Im Zusammenspiel mit dem HomePod soll Siri zudem viele neue Sprachbefehle verstehen. Sie kann nicht nur iMessage-Nachrichten verschicken und Smart-Home-Geräte steuern, sondern Euch unter anderem auch mit tagesaktuellen Nachrichten versorgen. Außerdem soll Euch HomePod eigenständig Musik vorschlagen. Als Basis dafür dient natürlich Apples eigener Musikdienst Apple Music. Darüber hinaus könnt Ihr mit dem Speaker auch abonnierte Podcasts hören. Wie man das von Apple kennt, soll auch beim HomePod die Privatsphäre ganz oben stehen. So werden keine Daten an Apple geschickt, bevor Ihr "Hey, Siri" sagt.

Preise und Verfügbarkeit

HomePod wird für 349 US-Dollar in Weiß und Space Grau ab Dezember zunächst in Australien, Großbritannien und den USA verfügbar sein. Wann der smarte Lautsprecher nach Deutschland kommt, ist noch unklar.

Vorläufiges Fazit

Amazon Echo und Google Home (zumindest in den USA), haben sich als smarte Lautsprecher längst auf dem Markt etabliert. Jetzt folgt Apple mit dem HomePod. Und der stellt Google und Amazon vor Probleme. Denn, die Konkurrenz, so Marketing-Boss Phil Schiller, klingt entweder gut oder ist smart. Beides in einem Gerät, das gebe es bislang nicht. Eine ganz schöne Kampfansage.

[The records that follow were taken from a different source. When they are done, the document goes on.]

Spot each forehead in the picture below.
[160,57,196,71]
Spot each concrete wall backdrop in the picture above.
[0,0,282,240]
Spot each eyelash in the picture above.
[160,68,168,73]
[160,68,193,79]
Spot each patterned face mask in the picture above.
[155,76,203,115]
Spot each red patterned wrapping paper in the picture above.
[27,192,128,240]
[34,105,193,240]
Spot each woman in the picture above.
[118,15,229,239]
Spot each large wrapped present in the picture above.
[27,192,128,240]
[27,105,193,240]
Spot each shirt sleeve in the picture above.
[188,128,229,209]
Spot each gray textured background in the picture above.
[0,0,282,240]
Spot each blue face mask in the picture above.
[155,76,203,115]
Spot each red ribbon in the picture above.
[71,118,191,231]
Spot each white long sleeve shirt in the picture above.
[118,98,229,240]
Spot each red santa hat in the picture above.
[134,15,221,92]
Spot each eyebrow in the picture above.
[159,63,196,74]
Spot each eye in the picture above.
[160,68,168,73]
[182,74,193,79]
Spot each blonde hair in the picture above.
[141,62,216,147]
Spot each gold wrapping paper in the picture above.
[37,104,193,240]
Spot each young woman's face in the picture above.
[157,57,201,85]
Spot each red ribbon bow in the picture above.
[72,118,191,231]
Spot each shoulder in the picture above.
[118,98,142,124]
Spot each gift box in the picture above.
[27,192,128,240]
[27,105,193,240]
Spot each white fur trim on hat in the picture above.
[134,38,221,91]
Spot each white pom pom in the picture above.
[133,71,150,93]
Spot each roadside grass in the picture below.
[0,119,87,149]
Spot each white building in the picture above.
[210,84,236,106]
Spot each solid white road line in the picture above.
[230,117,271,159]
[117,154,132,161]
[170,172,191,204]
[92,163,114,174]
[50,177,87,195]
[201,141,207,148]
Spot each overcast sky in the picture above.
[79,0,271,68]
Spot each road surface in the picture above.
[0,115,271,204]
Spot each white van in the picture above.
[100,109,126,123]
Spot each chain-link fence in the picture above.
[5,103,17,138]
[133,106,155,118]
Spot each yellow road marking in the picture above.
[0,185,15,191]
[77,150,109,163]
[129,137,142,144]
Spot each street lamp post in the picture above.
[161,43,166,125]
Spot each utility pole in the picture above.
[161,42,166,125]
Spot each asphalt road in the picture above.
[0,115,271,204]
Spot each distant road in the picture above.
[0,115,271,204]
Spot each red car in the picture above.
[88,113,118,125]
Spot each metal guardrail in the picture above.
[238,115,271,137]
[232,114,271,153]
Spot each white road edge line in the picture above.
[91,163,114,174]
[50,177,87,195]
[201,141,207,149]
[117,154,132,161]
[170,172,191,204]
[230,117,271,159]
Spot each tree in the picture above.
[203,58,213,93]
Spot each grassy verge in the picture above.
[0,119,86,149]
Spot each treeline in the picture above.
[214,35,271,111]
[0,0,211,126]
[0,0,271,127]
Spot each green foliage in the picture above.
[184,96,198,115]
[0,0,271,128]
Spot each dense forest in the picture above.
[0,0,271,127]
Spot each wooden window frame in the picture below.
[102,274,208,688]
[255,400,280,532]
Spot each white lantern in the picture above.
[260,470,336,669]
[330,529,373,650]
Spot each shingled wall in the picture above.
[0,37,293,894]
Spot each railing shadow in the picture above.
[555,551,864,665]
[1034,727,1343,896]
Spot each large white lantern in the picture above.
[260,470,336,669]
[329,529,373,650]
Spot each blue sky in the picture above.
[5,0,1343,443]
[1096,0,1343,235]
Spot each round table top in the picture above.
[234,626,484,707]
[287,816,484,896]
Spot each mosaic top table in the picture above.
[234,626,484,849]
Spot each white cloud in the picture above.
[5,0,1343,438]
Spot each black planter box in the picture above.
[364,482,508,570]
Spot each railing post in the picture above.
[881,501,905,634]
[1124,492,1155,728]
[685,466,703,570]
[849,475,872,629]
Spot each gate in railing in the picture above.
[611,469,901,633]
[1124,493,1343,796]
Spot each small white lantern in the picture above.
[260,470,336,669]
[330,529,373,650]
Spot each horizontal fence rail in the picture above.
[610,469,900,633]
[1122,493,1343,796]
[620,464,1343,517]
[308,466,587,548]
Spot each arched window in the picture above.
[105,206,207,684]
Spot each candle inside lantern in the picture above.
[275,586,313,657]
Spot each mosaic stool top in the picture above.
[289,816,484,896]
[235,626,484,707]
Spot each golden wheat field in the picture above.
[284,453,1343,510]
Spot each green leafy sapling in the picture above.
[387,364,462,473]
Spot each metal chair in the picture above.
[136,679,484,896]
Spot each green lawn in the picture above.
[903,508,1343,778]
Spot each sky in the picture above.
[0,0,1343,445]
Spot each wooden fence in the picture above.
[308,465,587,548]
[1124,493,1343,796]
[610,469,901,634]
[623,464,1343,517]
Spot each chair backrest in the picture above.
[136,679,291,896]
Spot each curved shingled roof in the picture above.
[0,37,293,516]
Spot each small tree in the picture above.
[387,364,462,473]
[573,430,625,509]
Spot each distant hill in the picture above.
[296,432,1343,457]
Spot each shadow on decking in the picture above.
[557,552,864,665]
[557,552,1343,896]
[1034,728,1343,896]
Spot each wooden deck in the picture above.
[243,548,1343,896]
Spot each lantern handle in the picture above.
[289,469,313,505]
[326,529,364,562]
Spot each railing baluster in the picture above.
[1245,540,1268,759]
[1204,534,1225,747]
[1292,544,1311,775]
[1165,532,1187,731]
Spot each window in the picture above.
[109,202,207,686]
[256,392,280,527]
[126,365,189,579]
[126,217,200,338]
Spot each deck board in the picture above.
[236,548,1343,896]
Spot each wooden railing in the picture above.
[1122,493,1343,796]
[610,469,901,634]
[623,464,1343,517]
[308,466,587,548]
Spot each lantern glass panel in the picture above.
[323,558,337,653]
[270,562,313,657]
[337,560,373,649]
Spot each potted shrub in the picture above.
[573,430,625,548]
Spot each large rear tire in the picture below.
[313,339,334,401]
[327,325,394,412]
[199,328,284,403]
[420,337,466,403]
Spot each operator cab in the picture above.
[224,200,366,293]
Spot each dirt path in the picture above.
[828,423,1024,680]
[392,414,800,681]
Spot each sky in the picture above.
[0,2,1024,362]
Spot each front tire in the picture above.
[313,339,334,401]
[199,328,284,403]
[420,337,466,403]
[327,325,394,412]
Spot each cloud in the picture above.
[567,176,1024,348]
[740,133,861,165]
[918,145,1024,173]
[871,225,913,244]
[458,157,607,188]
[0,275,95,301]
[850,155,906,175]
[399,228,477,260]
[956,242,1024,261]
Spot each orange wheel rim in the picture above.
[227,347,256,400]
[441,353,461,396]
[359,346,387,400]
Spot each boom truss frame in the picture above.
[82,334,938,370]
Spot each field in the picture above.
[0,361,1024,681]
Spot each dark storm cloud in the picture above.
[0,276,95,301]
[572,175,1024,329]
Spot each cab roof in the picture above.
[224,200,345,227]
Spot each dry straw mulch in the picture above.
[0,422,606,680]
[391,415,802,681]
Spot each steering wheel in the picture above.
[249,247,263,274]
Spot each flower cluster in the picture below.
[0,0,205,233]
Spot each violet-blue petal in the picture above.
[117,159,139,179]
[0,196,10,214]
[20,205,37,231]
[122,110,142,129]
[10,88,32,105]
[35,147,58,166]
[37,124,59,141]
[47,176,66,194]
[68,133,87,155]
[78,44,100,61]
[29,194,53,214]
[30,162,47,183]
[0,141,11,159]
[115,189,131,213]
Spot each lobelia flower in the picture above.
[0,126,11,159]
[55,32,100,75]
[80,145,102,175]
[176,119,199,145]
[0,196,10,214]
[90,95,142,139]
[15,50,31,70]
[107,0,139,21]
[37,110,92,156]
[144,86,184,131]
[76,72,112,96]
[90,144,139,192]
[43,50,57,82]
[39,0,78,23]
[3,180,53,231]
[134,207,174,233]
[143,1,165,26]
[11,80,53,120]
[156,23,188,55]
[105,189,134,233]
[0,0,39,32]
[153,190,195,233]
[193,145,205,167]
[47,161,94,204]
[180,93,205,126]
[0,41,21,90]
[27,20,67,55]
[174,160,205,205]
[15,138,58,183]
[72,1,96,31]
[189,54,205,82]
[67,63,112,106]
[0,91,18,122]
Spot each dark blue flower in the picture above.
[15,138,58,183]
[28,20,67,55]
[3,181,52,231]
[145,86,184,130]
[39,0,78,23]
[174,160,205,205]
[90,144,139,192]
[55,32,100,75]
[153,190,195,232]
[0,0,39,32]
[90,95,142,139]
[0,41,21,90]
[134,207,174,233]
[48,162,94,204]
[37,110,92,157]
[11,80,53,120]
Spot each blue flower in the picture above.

Ob sich Apple mit dem HomePod gegen den aktuellen Platzhirsch Amazon Echo auf der einen Seite und Speakersystemen von Sonos auf der anderen Seite durchsetzen können wird, wird spannend zu beobachten sein. Allerdings ist viel Geduld gefragt. Denn HomePod wird erst Ende des Jahres in einigen Ländern verfügbar sein, Deutschland ist noch außen vor. Wirklich interessiert hätte mich zudem, wie HomePod denn nun klingt. Insofern lässt sich an dieser Stelle kein wirkliches erstes Fazit ziehen. Gut designt wirkt das Gerät allemal. Doch wer sich gegen die starke Konkurrenz durchsetzen will, der muss mit sehr gutem Klang und gelungener Smart-Home-Integration punkten können.

Falls wir im Laufe des Jahres die Möglichkeit haben, ein funktionierendes, finales Modell auszuprobieren, reichen wir die Eindrücke natürlich an dieser Stelle nach.